The Foreign Relations Committee is considered one of the most powerful and prestigious in the Senate, due to its long history, broad influence on U.S. foreign policy, jurisdiction over all diplomatic nominations, and its being the only Senate committee to deliberate and report treaties.
From 2021 to 2023, the Foreign Relations Committee was chaired by Democratic Senator Bob Menendez of New Jersey, until he stepped down as chair after facing federal corruption charges.
Role
In 1943, a confidential analysis of the Senate Foreign Relations Committee by British scholar Isaiah Berlin for the Foreign Office stated:
The Senate of the United States ... keeps a close watch on foreign policy, not merely in theory but in practice. The two-thirds majority of the Senate needed for the ratification of all foreign treaties is only the best known of its powers, but its general control over all legislation and its power of veto over the appointment of ambassadors, and other high public officials, and the influence of its views over public opinion, give it a unique position in the determination of United States foreign policy. The organ within the Senate which moulds this policy is the Foreign Relations Committee, which has in its power to alter, delay and, under certain political circumstances, to veto almost any piece of major policy in this field.
History
Between 1887 and 1907, Alabama Democrat John Tyler Morgan played a leading role on the committee. Morgan called for a canal linking the Atlantic and Pacific oceans through Nicaragua, enlarging the merchant marine and the Navy, and acquiring Hawaii, Puerto Rico, the Philippines and Cuba. He expected Latin American and Asian markets would become a new export market for Alabama's cotton, coal, iron, and timber. The canal would make trade with the Pacific much more feasible, and an enlarged military would protect that new trade. By 1905, most of his dreams had become reality, with the canal passing through Panama instead of Nicaragua.
During World War II, the committee took the lead in rejecting traditional isolationism and designing a new internationalist foreign policy based on the assumption that the United Nations would be a much more effective force than the old discredited League of Nations. Of special concern was the insistence that Congress play a central role in postwar foreign policy, as opposed to its ignorance of the main decisions made during the war. Republican senator Arthur Vandenberg played the central role.

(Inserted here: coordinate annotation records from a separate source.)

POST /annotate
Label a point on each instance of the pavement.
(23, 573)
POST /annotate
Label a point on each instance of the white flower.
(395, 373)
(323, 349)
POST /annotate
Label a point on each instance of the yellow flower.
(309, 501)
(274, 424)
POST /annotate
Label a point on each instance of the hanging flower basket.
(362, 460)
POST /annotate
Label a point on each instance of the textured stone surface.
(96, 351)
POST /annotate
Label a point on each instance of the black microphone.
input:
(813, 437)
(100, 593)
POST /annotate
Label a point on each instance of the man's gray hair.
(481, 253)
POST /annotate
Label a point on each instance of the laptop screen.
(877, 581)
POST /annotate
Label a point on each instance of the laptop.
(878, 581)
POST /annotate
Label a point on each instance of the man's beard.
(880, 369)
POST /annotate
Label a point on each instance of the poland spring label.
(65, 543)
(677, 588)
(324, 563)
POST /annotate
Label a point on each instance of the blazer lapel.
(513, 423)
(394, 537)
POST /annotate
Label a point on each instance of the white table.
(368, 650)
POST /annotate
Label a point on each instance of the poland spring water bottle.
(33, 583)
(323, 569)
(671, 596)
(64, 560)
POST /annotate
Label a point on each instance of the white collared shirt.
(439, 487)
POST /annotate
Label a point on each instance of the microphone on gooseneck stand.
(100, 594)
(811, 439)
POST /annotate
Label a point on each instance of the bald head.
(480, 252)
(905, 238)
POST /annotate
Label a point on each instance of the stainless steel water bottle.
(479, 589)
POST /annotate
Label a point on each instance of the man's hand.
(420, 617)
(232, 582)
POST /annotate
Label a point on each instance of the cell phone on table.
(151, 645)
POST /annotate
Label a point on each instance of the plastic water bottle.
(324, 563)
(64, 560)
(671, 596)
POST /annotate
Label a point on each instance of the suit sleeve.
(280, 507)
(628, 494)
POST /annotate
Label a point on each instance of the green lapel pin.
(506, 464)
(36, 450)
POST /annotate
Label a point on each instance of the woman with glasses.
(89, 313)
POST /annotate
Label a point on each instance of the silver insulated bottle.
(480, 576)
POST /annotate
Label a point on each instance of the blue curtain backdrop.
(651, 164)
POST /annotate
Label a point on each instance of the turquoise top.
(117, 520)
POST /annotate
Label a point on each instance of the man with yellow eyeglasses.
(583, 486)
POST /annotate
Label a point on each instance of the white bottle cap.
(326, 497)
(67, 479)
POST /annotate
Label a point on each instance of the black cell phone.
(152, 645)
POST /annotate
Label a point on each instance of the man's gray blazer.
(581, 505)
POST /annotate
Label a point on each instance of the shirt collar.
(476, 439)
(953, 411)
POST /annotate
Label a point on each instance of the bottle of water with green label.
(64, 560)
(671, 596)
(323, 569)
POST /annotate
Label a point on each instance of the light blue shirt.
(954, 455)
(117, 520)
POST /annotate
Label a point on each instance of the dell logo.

In 1966, as tensions over the Vietnam War escalated, the committee set up hearings on possible relations with Communist China. Witnesses, especially academic specialists on East Asia, suggested to the American public that it was time to adopt a new policy of containment without isolation. The hearings Indicated that American public opinion toward China had moved away from hostility and toward cooperation. The hearings had a long-term impact when Richard Nixon became president, discarded containment, and began a policy of détente with China. The problem remained of how to deal simultaneously with the Chinese government on Taiwan after formal recognition was accorded to the Beijing government. The committee drafted the Taiwan Relations Act (US, 1979) which enabled the United States both to maintain friendly relations with Taiwan and to develop fresh relations with China.
In response to conservative criticism that the state department lacked hardliners, President Ronald Reagan in 1981 nominated Ernest W. Lefever as Assistant Secretary of State. Lefever performed poorly at his confirmation hearings and the Senate Committee on Foreign Relations rejected his nomination by vote of 4–13, prompting Lefever to withdraw his name. Elliot Abrams filled the position.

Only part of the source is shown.